#CARTA DE UMA BELA ÉPOCA



Minha Amabilíssima Ana,

Primeiramente desculpe-me pela demasiada demora em lhe corresponder. Acontece que realmente não estou tendo tempo para tanto, mas no meio a tanto alvoroço com minhas pesquisas estou aqui lhe mandando notícias. Sei que estás ansiosa e, antes de mais nada, quero que saibas que estou ótimo de saúde, a não ser pela desventura que me ocorreu ao provar as comidas típicas da região na semana passada. Acho que passei dos limites, estava com tanta fome, porém agora lhe contarei as minhas primeiras impressões da cidade de Belém do Grão-Pará.
Ao desembarcar no porto do Ver-o-Peso confesso-te que eu estava demasiado fatigado, mas não pude deixar de prestar atenção nos prédios azulejados que essa cidade tem, são azulejos portugueses da melhor qualidade. As ruas estreitas me deixam a impressão de que a cidade ainda crescerá muito, o calor e a umidade são sobre-humanas, e mesmo assim as mulheres cismaram em usar trajes voluptuosos, é a Belle Èpoque aqui no norte também... Só imagino o quão essas madames devem estar suando por dentro de tanto tecido. Ah, gostaria de ressaltar também o odor bastante desagradável que importunou o meu olfato até sairmos de perto do porto, então se vieres mesmo ao fim do ano, como dissestes, traga uma máscara para poupar-lhe as vias nasais de fato.
Ao chegarmos ao Hotel Central, o Felipe Mascate, que esteve mais tempo comigo, convidou-me para irmos juntos ao Theatro da Paz assistir a um musical europeu.

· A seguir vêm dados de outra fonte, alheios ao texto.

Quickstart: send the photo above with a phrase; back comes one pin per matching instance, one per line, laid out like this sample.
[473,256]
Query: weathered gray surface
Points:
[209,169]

O teatro é realmente bonito, não esqueças de conhecer quando vieres. O musical foi interessante, porém cansativo. O que eu queria na verdade era dormir. Mas, ao sairmos o Felipe encontrou algumas pessoas conhecidas e influentes no Estado, como eu soubera depois. Eles escolheram ir para um bar ao lado, eu fui para o hotel... precisava realmente descansar. De manhã eu aproveitei e conheci a Arquidiocese de Belém e também a Basílica de Nossa Senhora de Nazaré, são obras realmente fascinantes e colossais.
Ah, Aninha, meu anjo, lembra daqueles amigos do qual te falei que tenho em Paraty? Pois sim, encontrei-os na semana passada. Eles me convidaram para ir ao cinema da cidade, aliás, o primeiro cinema do Brasil. Cinema Olympia se não estou enganado. É um cinema enorme e bonito, no entanto é intrigante a sua entrada pela frente, e ao entrar para sentar na poltrona todos os que estão sentados ficam olhando aos que entram dos pés à cabeça, me senti desconfortavelmente mal no começo, mas depois passou, deve ser um costume daqui. Na saída encontrei novamente o Felipe e ele me apresentou o escritor naturalista, advogado e jornalista Inglês de Sousa. Não me contive de tanta felicidade, conversamos por horas a fio e ele realmente tem uma mente brilhante. Ele me disse que estava só de passagem por Belém e que voltaria, no mais tardar, uma semana depois para o Rio de Janeiro. Convidei-o para irmos ao Hotel para tomarmos umas cervejas, ele topou na hora e passamos a madrugada conversando. Ele me contou de seu último romance e me disse também que acabara de virar Presidente do Instituto da Ordem dos Advogados. Deves conhecê-lo, Aninha.
Como já lhe disse, minhas experiências com a culinária local não foi das melhores. E advirto: Não experimente com muita sede ao pote. Comi tanto Vatapá (uma papa amarela feita com dendê e outros ingredientes) que tenho certeza que meu estômago reagiu mal ao excesso de dendê misturado com um tal Tacacá, que não é nada mais que um caldo chamado tucupí e umas folhas. O Tacacá, de praxe, tem que ser tomado quase fervido... isso deixa os lábios tremendo e dormentes, deve conter pimenta, sei lá.
Por fim, assim como estou ansioso de lhe rever, estou com vontades de ficar ainda bastante tempo por aqui – o povo é muito caloroso e receptivo –, é uma pena minhas pesquisas estarem acabando.
No mais, já sabes, apronte os pãezinhos de queijo que não demorarei muito. Muitas saudades de ti e de seus pais. Aguardo tua correspondência. Cuida-te.
Beijos carinhosos,
Álvaro R.B

P.S: Essa carta eu inscrevi no concurso de Literatura da AP, portanto se eu for desclassificado por ela ter sido publicada aqui no blog não tem importância, até porque eu acho que o concurso foi boicotado. Aqui no Pará houve apenas sessenta pseudônimos inscritos e isso é uma decepção para eles e para mim. Eu sabia que a maioria não tinha interesse, mas não tinha noção da, quase, desprezível minoria que se interessou. Enfim, de nada mais interessa. Está postado!